The next question comes from the line of Moyo Adebayo calling from Goldman Sachs. Please go ahead.
Good morning. Thank you for taking my question. It’s Moyo here from Goldman Sachs. I was just wondering how the Group scales the relative growth opportunities for its Asset Solutions business across wells and decommissioning projects, as well as from its entry into new geographies such as Western Africa.
Yeah, thank you for that question. So, I think on the Asset Solutions business, we see a good opportunity to expand the current expertise that we built up over the last decade in the North Sea, in the O&M business, asset development business and decommissioning into new geographies. So, for example, the recent awards in West Africa, is the start of that journey. We see some really good opportunities for us in end-of-life assets and decommissioning in those areas. As some of those assets come to their end-of-life IOCs tend to move on, hand them over to the national oil companies, and there’s an opportunity for us with our technical know-how and our resume [ph] to come in there and operate those assets and eventually decommission them.
So, yes, it’s a big area of expansion for us. It’s an area that we said would bring us higher margins as well. And it’s a big focus area. So I’m really happy with the recent awards there that Asset Solutions have been able to bring in. And we have a good pipeline of opportunities over this year and the coming years in that area. We are working decommissioning also in the Gulf of Mexico, Australia, and a couple of areas in the North Sea. So we see the whole decommissioning business as an opportunity to expand our offering in the Asset Solutions business.
We currently have no question coming through. [Operator Instructions] The next question comes from the line of Richard Dawson calling from Berenberg. Please go ahead.
Hi, thank you for taking my questions. Two, please. First is just on the five legacy projects that are due to be completed by 2024. Good to see those are still on track. But for the other three contracts, do you have a timeline for when those are expected to be completed by? I assume, one of those is also the Thai Oil contract as well. And then just in IES on the oil production, just some figures on or some color on how much of the production is hedged would be great just to see how sensitive EBITDA is to movements in Brent? Thank you very much.

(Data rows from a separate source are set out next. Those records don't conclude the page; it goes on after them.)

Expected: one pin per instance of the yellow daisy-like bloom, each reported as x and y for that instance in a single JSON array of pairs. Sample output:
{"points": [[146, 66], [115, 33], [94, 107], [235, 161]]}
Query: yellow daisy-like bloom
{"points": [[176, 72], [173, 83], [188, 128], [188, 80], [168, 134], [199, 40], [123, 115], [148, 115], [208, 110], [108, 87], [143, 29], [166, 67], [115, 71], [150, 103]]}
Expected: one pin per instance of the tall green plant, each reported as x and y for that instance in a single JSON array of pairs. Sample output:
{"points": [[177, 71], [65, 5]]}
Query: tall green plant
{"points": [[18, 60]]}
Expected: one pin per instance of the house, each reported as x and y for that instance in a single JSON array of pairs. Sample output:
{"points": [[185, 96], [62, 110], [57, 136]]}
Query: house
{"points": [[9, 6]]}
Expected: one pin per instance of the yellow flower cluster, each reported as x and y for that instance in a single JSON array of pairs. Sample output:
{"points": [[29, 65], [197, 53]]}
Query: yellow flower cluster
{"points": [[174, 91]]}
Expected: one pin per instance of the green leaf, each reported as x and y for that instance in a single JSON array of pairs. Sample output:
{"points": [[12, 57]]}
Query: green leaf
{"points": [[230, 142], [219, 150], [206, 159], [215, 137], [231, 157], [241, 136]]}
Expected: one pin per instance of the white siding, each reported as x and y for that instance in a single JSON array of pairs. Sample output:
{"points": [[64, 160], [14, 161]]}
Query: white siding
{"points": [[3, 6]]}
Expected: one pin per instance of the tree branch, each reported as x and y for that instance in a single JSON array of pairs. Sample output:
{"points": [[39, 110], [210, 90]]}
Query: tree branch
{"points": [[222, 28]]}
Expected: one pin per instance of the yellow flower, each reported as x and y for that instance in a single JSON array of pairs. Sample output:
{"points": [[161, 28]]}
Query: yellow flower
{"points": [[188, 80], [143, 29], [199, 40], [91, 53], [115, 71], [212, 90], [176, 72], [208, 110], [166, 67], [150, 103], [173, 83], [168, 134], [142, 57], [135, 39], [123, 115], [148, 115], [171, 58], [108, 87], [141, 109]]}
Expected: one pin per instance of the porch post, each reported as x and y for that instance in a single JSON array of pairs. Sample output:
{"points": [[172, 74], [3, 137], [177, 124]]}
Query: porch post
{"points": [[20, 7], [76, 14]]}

All right. Thank you for your question. I’ll take the first question on the legacy contract. So, yeah, we did say there are three contracts that will still be going on into next year. First of all on Thai oil. I mean, Thai Oil is one of the largest contracts in our backlog. There’s still a couple more years to go on that contract. It’s getting lot of our management attention. We’re going out there again in September. This project, it’s a three-way joint venture. It’s in the peak of construction today. And we are working with our joint venture partners and our clients to bring it to completion in the next 2 years. So that project will remain with us for a couple of more years.

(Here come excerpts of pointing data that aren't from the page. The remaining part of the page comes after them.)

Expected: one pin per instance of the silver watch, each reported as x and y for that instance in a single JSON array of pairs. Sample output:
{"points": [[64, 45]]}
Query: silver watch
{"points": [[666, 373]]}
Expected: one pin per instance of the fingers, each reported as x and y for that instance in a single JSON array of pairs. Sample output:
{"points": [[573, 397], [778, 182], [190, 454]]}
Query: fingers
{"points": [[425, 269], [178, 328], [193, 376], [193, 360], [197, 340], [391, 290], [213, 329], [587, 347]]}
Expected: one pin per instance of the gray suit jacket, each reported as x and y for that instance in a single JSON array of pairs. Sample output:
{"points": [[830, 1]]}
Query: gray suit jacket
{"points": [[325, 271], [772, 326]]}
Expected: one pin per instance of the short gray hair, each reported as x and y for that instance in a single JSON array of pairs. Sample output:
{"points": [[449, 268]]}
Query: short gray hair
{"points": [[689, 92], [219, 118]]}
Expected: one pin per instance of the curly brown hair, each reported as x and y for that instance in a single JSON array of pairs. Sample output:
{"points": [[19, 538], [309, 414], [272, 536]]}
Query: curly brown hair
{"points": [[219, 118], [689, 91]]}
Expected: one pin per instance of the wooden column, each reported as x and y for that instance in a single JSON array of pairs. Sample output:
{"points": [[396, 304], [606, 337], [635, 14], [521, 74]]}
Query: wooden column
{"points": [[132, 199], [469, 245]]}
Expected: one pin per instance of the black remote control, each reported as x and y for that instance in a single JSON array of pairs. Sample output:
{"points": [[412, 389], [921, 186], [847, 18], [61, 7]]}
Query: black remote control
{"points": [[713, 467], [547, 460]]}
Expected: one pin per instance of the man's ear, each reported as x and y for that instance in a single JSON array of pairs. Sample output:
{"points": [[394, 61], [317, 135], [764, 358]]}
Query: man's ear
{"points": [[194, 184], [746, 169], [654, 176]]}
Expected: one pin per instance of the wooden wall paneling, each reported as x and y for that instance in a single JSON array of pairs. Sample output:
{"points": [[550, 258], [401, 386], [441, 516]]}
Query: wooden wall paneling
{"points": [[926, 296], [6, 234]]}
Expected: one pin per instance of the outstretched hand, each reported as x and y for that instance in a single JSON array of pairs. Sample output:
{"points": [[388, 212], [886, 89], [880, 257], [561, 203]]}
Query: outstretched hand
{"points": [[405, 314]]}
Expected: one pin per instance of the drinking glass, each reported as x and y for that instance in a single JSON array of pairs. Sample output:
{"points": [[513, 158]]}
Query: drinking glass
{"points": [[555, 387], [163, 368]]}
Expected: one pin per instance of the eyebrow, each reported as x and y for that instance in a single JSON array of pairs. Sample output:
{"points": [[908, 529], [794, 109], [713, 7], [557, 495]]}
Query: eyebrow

The other two, the plan is to complete those by middle of 2024. Those are smaller contracts.
Afonso Reis e Sousa
And I can pick up on the hedging. So our policy is that we hedge about 12 months ahead, but we only hedge the sort of P90 production. So, I think, probably the best way to think about it’s about $0.7 million of sensitivity for every sustained $1 difference in oil price for the full year.
Okay, that’s great. Thank you very much.
[Operator Instructions] There are no further questions, so I will hand it back to your host to conclude today’s conference.

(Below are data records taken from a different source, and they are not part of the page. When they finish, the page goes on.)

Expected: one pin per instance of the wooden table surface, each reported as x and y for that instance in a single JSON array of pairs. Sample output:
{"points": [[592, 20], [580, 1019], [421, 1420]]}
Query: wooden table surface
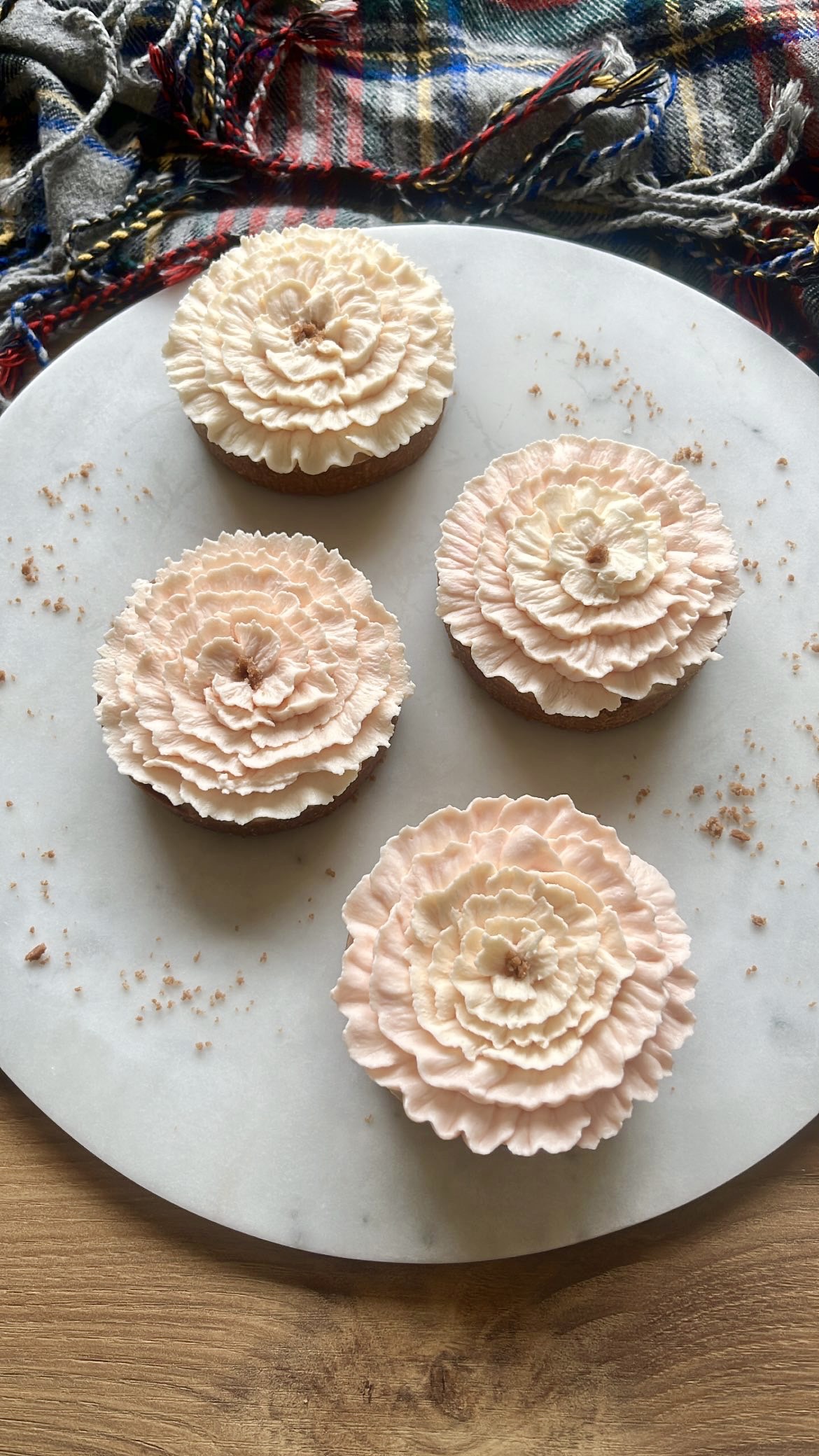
{"points": [[129, 1326]]}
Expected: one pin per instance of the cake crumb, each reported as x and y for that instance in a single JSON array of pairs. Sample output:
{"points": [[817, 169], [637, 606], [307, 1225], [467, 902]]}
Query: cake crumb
{"points": [[692, 453]]}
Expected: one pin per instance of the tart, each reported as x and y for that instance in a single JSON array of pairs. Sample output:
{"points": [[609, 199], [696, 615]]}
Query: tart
{"points": [[314, 360], [253, 685], [517, 976], [584, 583]]}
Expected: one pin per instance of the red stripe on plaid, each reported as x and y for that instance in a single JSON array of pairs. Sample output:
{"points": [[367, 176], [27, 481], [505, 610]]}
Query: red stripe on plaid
{"points": [[324, 139], [758, 52]]}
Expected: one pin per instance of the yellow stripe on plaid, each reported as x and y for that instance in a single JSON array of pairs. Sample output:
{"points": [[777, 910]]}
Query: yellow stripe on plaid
{"points": [[426, 140], [209, 75], [688, 98]]}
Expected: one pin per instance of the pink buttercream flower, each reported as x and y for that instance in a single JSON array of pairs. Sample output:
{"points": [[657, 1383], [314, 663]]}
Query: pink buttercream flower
{"points": [[253, 679], [584, 571], [514, 974]]}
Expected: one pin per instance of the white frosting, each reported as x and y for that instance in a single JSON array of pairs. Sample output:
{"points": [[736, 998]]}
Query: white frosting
{"points": [[312, 347], [586, 571], [253, 679], [514, 974]]}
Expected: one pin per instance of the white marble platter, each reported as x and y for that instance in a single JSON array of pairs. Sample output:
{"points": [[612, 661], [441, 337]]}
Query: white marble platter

Well, just, thank you, everyone. I appreciate you taking time to join us this week. Of course, we’re available for any follow-up discussions, as usual. No doubt we’ll be speaking again in our trading update later on in the year. In the meantime, I wish you all a very good summer and well deserved break, I’m sure.
Afonso Reis e Sousa
Thank you very much.
Thank you for joining today’s call. You might now disconnect.